QUESTION ASKED AND (PARTIALLY) ANSWERED: Why has this summer blockbuster season been so bad?

Because an industry that’s been utterly obsessed with sequels and remakes for two decades now has finally hit rock bottom?

On Sunday, Nina and I saw the reissue of the 1989 Batman with Michael Keaton and Jack Nicholson that was playing at the Fort Worth Cinemark mega-multiplex. It’s not a bad movie, in spite of itself, if only because Keaton and to a lesser extent Nicholson took their characters seriously and finally buried Adam West-era bat-camp, along with the eye-popping production design and dark, noirish cinematography.

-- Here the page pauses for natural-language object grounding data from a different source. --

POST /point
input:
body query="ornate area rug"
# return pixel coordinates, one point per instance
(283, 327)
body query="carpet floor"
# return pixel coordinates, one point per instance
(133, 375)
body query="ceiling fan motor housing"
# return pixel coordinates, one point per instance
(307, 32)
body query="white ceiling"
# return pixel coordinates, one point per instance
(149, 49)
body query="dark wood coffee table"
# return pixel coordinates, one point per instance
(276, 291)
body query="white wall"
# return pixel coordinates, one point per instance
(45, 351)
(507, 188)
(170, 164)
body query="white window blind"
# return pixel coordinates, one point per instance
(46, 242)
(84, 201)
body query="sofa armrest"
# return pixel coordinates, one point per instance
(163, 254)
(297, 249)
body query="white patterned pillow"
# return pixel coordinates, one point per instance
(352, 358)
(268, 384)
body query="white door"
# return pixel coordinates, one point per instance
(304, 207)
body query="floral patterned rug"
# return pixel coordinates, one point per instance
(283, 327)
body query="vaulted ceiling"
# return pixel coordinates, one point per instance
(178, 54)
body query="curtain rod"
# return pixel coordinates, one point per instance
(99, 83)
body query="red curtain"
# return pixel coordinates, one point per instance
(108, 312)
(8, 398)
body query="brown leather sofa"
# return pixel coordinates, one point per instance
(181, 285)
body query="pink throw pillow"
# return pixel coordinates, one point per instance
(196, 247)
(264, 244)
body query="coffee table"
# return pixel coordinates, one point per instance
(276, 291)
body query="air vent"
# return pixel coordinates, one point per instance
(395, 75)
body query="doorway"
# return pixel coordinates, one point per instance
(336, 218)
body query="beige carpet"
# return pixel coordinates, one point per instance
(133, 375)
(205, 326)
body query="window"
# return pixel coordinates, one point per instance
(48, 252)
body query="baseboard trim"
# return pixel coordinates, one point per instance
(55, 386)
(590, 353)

But the movie is also a study in hype, via the mammoth marketing campaign Warner Brothers assembled around the film (and in the film, via the badly shoehorned Prince songs). Future movie historians will look back at Batman as ground zero for where it all began to go wrong for a Hollywood that became far more interested in being a vertically integrated marketing machine for ancillary products such as toys, CDs and happy meals, than the product at the core of its business.

Of course, it’s a given that however bad Hollywood’s product is this year, it will only get worse going forward: “‘Ocean’s 8’ to Feature… All-Female Team of Thieves and Grifters. Have they learned nothing from Ghostbusters?”